The revisions to prices were led by used and new motor vehicles, and fees for nonprofit hospital services. They also reflected revisions to the Labor Department's Bureau of Labor Statistics' consumer and producer price data published this month. The upgrades point to higher January PCE price index readings.
"Upward revisions to fourth-quarter PCE inflation, while not reflecting much new information, help reaffirm that risks are tilted towards higher inflation than presumed a month ago," said Veronica Clark, an economist at Citigroup in New York.
Personal income increased $388.1 billion last quarter, revised up $77.1 billion. Wages and salaries growth in the third quarter was much stronger than previously reported.
Wages and salaries are now estimated to have increased $303.0 billion in the July-September quarter, an upward revision of $115.2 billion.
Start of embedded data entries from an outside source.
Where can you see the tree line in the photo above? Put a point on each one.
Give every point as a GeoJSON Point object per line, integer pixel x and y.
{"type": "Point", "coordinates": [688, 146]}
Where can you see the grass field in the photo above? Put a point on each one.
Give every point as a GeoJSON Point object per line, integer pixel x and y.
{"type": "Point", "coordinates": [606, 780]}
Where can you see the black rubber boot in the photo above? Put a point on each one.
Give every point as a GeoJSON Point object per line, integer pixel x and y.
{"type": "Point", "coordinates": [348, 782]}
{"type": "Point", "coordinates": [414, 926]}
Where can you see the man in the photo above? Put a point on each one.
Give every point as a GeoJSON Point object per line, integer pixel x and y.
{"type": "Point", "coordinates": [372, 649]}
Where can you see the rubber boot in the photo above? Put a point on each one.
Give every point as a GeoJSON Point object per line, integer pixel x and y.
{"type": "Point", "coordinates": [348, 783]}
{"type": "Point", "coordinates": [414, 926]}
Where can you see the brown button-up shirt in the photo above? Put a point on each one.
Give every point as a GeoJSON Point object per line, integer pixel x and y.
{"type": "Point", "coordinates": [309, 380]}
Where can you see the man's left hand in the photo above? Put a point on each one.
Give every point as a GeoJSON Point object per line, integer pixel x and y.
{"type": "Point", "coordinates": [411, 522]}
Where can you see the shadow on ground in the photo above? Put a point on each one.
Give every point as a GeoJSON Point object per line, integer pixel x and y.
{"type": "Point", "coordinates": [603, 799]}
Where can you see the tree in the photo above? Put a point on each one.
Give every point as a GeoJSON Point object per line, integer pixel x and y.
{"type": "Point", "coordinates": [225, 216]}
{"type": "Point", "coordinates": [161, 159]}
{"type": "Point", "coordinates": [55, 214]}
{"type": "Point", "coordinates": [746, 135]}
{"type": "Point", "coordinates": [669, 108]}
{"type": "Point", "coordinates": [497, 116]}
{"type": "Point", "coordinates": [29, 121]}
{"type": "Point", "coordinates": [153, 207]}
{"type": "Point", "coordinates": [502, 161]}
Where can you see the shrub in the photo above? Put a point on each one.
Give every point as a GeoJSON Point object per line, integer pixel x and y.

The upward revisions to income in the last quarters meant Americans saved more than previously reported. The saving rate was raised to 3.2% in third quarter from 2.7%. It was boosted by 0.5 percentage point to 3.9% in the fourth quarter.
Higher inflation chipped at consumer spending, resulting in the fourth-quarter gross domestic product growth estimate being trimmed to a 2.7% annualized rate from the previously reported 2.9% pace. The revision also reflected a downgrade to exports.
Much of the increase in GDP came from unsold goods at businesses, which could weigh on future growth.
Graphic: GDP contributors https://www.reuters.com/graphics/USA-STOCKS/gdpzqmqgxvw/gdp.png
Excluding trade, government and inventories, domestic demand increased at only a 0.1% rate instead of the previously reported 0.2% pace. That probably reflected a slackening in demand in the last two months of 2022. Demand, however, appears to have regained speed at the start of the new year. Retail sales growth surged in January and production at factories rebounded as did activity in the services industry.
"While we continue to forecast a recession, we see risks that it may start later than we currently expect," said Oren Klachkin, lead U.S. economist at Oxford Economics in New York.